I've created an audio classifier here - which will classify the audio into two categories - neutral and angry. Fot the dataset, I've used my own voice samples - 60 Neutral audio files and 50 Angry audio files.
The audio recordings have to be converted into '.wav' format. Any free online converter can be used for that. I stored the neutral audio files in the path 'Audio_data/neutral' and angry audio files in 'Audio_data/angry', and files in 'Audio_data/test' are for testing our model with individual audio file.
For an in-depth view, please see my python notebook file - 'Voice Classification.ipynb'
import numpy as np
import pandas as pd
import random
import itertools
import librosa
import IPython.display as ipd
import matplotlib.pyplot as plt
%matplotlib inline
import tensorflow
import keras
import pickle #To store our model
import os
path = 'Audio_data/'
neutral= os.listdir(path+'neutral')
angry= os.listdir(path+'angry')
I used a sequential model so the model can be built layer by layer.
It has of three layers - an input layer, a hidden layer and an output layer.
The first layer will receive the input shape. As each sample contains 40 MFCCs (or columns) we have a shape of (1x40) this means we will start with an input shape of 40.
The first two layers will have 256 nodes. The activation function we will be using for our first 2 layers is the ReLU, or Rectified Linear Activation. This activation function has been proven to work well in neural networks.
A Dropout value of 50% will be applied on the first two layers. This will remove random nodes from each cycle, to reduce the likeliness of overfitting.
The output layer will have 2 nodes which matches the number of possible classifications.
from keras.models import Sequential
from keras.layers import Dense, Dropout, Activation, Flatten
from keras.layers import Convolution2D, Conv2D, MaxPooling2D, GlobalAveragePooling2D
from keras.optimizers import Adam
from sklearn import metrics
num_labels = y_train.shape[1]
filter_size = 2
model = Sequential()
model.add(Dense(256, input_shape=(40,)))
model.add(Activation('relu'))
model.add(Dropout(0.5))
model.add(Dense(256))
model.add(Activation('relu'))
model.add(Dropout(0.5))
model.add(Dense(num_labels))
model.add(Activation('softmax'))
# Compile the model
model.compile(loss='categorical_crossentropy', metrics=['accuracy'], optimizer='adam')
# Calculate pre-training accuracy
score = model.evaluate(X_test, y_test, verbose=0)
accuracy = 100*score[1]
print("Pre-training accuracy: %.4f%%" % accuracy)

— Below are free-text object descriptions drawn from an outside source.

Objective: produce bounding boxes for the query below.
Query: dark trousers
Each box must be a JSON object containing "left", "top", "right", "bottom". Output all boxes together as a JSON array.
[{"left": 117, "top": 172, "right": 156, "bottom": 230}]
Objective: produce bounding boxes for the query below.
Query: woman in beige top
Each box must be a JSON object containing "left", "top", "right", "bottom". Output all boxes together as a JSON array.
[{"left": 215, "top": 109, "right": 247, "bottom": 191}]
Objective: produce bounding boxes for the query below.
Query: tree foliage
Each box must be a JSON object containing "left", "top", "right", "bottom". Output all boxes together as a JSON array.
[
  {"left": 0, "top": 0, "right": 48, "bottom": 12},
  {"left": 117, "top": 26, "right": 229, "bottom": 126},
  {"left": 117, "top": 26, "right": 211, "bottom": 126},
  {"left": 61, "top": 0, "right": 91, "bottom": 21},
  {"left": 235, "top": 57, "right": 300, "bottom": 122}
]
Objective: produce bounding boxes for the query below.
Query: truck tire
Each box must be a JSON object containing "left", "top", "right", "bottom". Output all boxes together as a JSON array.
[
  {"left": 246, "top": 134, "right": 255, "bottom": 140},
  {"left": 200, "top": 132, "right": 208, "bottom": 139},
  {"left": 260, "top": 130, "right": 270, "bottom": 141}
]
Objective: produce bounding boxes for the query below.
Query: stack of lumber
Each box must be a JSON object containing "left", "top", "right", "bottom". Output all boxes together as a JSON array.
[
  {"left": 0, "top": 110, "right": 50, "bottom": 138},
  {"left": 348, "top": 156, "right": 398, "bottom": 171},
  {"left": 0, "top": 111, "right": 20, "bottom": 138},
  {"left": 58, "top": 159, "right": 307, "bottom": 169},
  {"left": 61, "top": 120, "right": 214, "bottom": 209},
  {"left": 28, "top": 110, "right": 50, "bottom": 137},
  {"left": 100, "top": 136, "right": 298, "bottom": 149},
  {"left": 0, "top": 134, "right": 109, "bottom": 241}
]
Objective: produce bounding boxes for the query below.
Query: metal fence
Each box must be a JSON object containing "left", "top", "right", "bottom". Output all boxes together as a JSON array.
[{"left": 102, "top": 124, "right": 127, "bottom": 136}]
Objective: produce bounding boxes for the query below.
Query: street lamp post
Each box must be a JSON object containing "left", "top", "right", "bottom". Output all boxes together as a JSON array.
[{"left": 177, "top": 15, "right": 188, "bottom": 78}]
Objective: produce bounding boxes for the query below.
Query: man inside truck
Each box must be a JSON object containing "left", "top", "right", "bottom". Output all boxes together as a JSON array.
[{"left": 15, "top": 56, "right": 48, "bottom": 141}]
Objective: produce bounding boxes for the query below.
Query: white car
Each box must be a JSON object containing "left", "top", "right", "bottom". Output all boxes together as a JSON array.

Starting with 100 epochs which is the number of times the model will cycle through the data. Also beginning with a low batch size, as having a large batch size can reduce the generalisation ability of the model.
from datetime import datetime
num_epochs = 100
num_batch_size = 32
start = datetime.now()
model.fit(X_train, y_train, batch_size=num_batch_size, epochs=num_epochs, validation_data=(X_test, y_test))
duration = datetime.now() - start
print("Training completed in time: ", duration)
# Evaluating the model on the training and testing set
score = model.evaluate(X_train, y_train, verbose=0)
print("Training Accuracy: ", score[1])
score = model.evaluate(X_test, y_test, verbose=0)
print("Testing Accuracy: ", score[1])
Store the model in a pickle file so that we don't have to train the model each time.
if not os.path.isdir("result"):
os.mkdir("result")
pickle.dump(model, open("result/mlp_classifier.model", "wb"))
That's it! Now, we can test it with sample data and you get your own personal bit of code which can tell you whether you're angry or not.